The framework builds on intellectual proximity to Sara Imari Walker’s program on assembly theory and Steve Pressé’s work on maximum caliber, both at Arizona State University. The craft-kernel instantiation developed from collaboration with Rajesh Moharana, Ekadashi Barik, and the artisan teams of Odisha documented in [3].

References

[1] T. Sagawa and M. Ueda, “Generalized Jarzynski equality under nonequilibrium feedback control,” Phys. Rev. Lett., vol. 104, p. 090602, 2010.
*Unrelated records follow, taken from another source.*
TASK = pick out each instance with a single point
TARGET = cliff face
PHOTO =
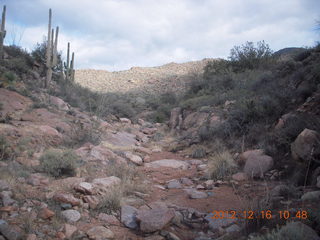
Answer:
(150, 80)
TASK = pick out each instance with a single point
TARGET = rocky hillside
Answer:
(142, 79)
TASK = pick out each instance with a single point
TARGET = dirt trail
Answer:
(221, 198)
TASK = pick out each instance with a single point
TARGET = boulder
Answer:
(216, 224)
(108, 219)
(10, 232)
(125, 120)
(194, 194)
(107, 182)
(311, 196)
(128, 216)
(59, 103)
(156, 218)
(306, 144)
(84, 187)
(69, 230)
(100, 233)
(186, 181)
(66, 198)
(4, 186)
(134, 158)
(170, 163)
(174, 184)
(174, 118)
(149, 131)
(46, 213)
(71, 215)
(257, 165)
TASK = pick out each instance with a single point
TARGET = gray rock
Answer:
(10, 232)
(215, 224)
(4, 186)
(128, 216)
(311, 196)
(194, 194)
(71, 215)
(6, 198)
(280, 190)
(170, 163)
(174, 184)
(307, 142)
(156, 218)
(100, 233)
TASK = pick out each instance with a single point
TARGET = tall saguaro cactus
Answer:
(2, 31)
(69, 66)
(52, 52)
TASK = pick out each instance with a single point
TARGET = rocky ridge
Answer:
(143, 79)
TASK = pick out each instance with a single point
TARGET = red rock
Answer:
(84, 187)
(243, 157)
(66, 198)
(7, 209)
(46, 213)
(149, 131)
(60, 235)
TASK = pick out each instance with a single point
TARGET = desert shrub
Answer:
(122, 171)
(168, 98)
(6, 151)
(123, 109)
(205, 100)
(216, 67)
(221, 165)
(199, 152)
(302, 55)
(58, 163)
(249, 56)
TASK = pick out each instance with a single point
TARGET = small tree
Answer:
(249, 56)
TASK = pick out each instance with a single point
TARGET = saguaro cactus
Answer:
(2, 31)
(69, 66)
(51, 55)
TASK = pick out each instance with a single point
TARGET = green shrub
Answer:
(221, 165)
(249, 56)
(6, 151)
(58, 163)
[2] S. Pressé, K. Ghosh, J. Lee, and K. A. Dill, “Principles of maximum entropy and maximum caliber in statistical physics,” Rev. Mod. Phys., vol. 85, no. 3, pp. 1115–1141, 2013.
[3] J. Das et al., “Engineering Mythology: A Digital-Physical Framework for Culturally-Inspired Public Art,” arXiv:2026.xxxxx, 2026.
[4] S.-i. Amari, Information Geometry and Its Applications. Springer, 2016.
[5] N. N. Chentsov, Statistical Decision Rules and Optimal Inference, AMS Translations of Mathematical Monographs, vol. 53, 1982.
[6] Q. Liu, J. Lee, and M. Jordan, “A kernelized Stein discrepancy for goodness-of-fit tests,” in Proc. ICML, 2016.
[7] K. G. Wilson and J. Kogut, “The renormalization group and the $\epsilon$ expansion,” Phys. Rep., vol. 12, p. 75, 1974.
[8] A. Jacot, F. Gabriel, and C. Hongler, “Neural tangent kernel: Convergence and generalization in neural networks,” in Proc. NeurIPS, 2018.
[9] A. Sharma et al., “Assembly theory explains and quantifies selection and evolution,” Nature, vol. 622, p. 321, 2023.
[10] E. T. Jaynes, “Information theory and statistical mechanics,” Phys. Rev., vol. 106, p. 620, 1957.
[11] R. Landauer, “Irreversibility and heat generation in the computing process,” IBM J. Res. Dev., vol. 5, p. 183, 1961.
[12] S. I. Walker and P. C. W. Davies, “The algorithmic origins of life,” J. R. Soc. Interface, vol. 10, p. 20120869, 2013.